ホリショウのあれこれ文筆庫

歴史その他、気になった案件を綴ってみました。

第402話 大黒屋光太夫の足跡

序文・アリューシャン列島への漂着

                               堀口尚次

 

 大黒屋光太夫は、江戸時代後期の伊勢国庵芸郡白子〈現在の三重県鈴鹿市〉の港を拠点とした回船〈運輸船〉の船頭。天明2年、嵐のため江戸へ向かう回船が漂流し、アリューシャン列島〈当時はロシア領アラスカの一部〉のアムチトカ島に漂着。ロシア皇帝の帝都サンクトペテルブルクで女帝エカチャリーナ2世に面会して帰国を願い出、漂流から約9年半後の寛政4年に根室港入りして帰国した。

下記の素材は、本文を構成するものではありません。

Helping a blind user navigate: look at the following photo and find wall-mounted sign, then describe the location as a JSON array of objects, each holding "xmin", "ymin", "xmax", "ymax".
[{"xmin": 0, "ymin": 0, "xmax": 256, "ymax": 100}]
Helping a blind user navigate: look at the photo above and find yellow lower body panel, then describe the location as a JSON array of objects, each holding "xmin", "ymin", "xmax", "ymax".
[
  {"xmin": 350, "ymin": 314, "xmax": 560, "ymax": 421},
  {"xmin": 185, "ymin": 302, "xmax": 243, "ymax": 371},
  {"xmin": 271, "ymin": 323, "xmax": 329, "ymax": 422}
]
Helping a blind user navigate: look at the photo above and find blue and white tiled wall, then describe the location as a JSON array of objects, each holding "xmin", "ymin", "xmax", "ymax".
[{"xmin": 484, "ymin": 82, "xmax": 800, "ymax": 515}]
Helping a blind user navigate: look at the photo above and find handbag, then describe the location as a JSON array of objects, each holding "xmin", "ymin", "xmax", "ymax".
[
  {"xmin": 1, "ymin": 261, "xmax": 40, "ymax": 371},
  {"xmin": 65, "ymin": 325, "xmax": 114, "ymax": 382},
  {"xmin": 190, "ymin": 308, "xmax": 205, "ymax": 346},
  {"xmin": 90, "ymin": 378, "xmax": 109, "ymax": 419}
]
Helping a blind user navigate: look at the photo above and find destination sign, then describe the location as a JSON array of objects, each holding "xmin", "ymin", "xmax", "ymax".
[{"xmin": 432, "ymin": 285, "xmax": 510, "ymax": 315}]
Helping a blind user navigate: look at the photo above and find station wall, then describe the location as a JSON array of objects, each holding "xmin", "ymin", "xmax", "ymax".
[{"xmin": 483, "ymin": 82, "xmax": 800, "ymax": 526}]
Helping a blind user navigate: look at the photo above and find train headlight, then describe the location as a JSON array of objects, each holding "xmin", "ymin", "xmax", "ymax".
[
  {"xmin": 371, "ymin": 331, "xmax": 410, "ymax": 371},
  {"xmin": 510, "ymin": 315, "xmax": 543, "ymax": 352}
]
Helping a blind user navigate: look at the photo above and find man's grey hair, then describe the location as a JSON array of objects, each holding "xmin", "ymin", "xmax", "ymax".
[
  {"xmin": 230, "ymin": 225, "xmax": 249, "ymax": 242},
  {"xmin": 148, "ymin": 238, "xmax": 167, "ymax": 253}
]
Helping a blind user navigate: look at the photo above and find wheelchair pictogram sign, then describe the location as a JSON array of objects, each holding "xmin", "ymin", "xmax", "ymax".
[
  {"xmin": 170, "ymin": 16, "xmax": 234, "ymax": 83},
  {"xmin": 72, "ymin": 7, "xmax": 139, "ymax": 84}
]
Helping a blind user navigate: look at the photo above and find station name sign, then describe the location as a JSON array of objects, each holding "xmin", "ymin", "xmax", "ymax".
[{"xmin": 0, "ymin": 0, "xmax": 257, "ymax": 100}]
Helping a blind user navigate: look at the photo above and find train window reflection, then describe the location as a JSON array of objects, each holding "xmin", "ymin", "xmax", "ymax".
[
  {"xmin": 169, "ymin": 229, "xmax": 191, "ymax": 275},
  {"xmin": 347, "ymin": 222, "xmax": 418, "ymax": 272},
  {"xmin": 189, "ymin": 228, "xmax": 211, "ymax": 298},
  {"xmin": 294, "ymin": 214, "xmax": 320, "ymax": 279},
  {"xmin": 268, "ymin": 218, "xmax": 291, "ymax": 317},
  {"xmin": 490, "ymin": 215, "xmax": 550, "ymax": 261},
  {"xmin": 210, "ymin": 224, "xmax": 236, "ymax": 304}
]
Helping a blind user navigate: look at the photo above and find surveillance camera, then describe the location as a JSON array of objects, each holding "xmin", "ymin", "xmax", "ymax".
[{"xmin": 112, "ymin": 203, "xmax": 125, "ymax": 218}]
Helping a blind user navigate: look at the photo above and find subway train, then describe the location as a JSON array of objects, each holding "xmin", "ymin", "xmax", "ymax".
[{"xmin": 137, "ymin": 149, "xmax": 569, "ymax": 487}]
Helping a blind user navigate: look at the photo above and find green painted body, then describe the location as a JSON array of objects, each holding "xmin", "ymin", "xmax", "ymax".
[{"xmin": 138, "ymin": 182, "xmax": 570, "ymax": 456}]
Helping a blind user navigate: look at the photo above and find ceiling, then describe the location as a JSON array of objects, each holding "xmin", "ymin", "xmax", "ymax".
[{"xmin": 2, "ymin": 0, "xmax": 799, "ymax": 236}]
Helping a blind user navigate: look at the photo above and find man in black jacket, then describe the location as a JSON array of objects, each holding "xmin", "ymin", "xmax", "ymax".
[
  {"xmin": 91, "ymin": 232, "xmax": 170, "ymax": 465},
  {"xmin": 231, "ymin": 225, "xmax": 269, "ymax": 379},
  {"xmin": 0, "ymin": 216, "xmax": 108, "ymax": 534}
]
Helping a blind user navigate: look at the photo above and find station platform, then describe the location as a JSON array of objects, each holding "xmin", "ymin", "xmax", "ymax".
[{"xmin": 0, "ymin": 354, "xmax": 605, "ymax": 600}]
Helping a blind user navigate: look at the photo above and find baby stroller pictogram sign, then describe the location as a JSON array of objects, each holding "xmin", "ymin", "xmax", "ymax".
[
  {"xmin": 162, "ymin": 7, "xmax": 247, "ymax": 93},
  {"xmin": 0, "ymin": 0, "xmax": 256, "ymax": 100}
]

 幕府老中の松平定信は光太夫を利用してロシアとの交渉を目論んだが失脚する。その後は江戸で屋敷を与えられ、数少ない異国見聞者として蘭学者と交流し、蘭学発展に寄与した。蘭学者による聞き取り『北槎聞略(ほくさぶんりゃく)』が資料として残され、波乱に満ちたその人生史は小説や映画などで度々取りあげられている。

 伊勢国から江戸へ向かい出航するが、駿河沖付近で暴風に遭い航路を外れる。7か月あまりの漂流ののち、一行はアリューシャン列島の1つであるアムチトカ島へ漂着。先住民のアレウト人や、毛皮収穫のために滞在していたロシア人に遭遇した。彼らとともに暮らす中で光太夫らはロシア語を習得。4年後、ありあわせの材料で造った船によりロシア人らとともに島を脱出する。元々はロシア人に保護されるような立場だったが、そのロシア人たちを帰還させるためにやって来た船が到着目前で難破し、漂流民が逆に増えた。そのため、光太夫らが逆に指導的立場に立って、難破した船の材料などを活用し脱出用の船を作った。

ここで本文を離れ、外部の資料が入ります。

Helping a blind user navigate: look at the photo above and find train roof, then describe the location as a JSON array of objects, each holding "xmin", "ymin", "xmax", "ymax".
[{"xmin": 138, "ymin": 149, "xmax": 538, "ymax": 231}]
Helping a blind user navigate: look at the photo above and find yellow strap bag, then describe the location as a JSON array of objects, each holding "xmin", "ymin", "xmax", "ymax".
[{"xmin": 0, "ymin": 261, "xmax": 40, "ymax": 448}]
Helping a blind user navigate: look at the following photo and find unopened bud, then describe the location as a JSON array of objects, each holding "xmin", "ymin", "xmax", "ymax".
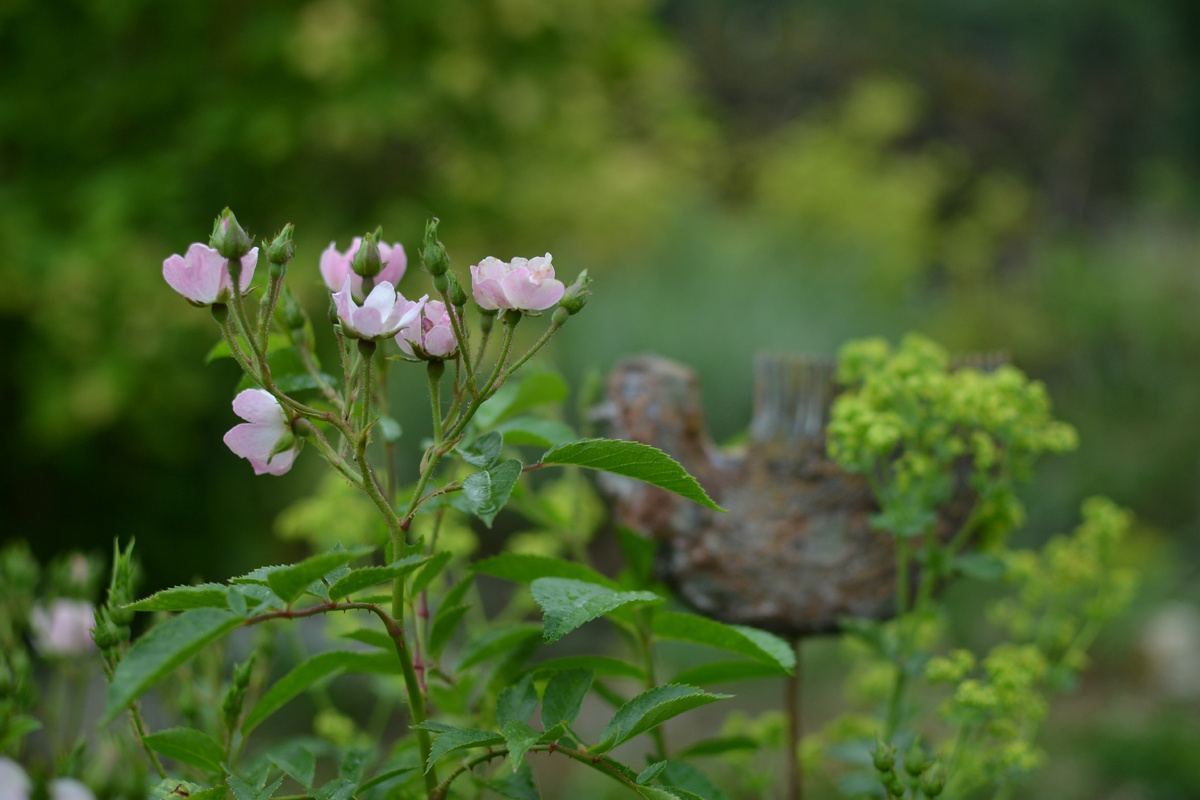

 日本に対して漂流民を返還する目的で遣日使節に伴われ、漂流から約10年を経てと3人で根室へ上陸、帰国を果たした。根室では、蝦夷地を支配していた松前藩を経由して江戸の幕府に伺いを立てる必要があって交渉に時間がかかり、一行は根室で越冬を余儀なくされた。

 江戸では11代将軍徳川家斉の前で聞き取りを受け、海外情勢を知る光太夫の豊富な見聞は、蘭学発展に寄与することになった。光太夫は、ロシアの進出に伴い北方情勢が緊迫していることを話し、この頃から幕府も樺太千島列島に関して防衛意識を強めていくようになった。なお、三重県鈴鹿市若松東には光太夫の行方不明から2年後に死亡したものと思い込んだ荷主が建立した砂岩の供養碑があり、1986年に鈴鹿市文化財に指定されている。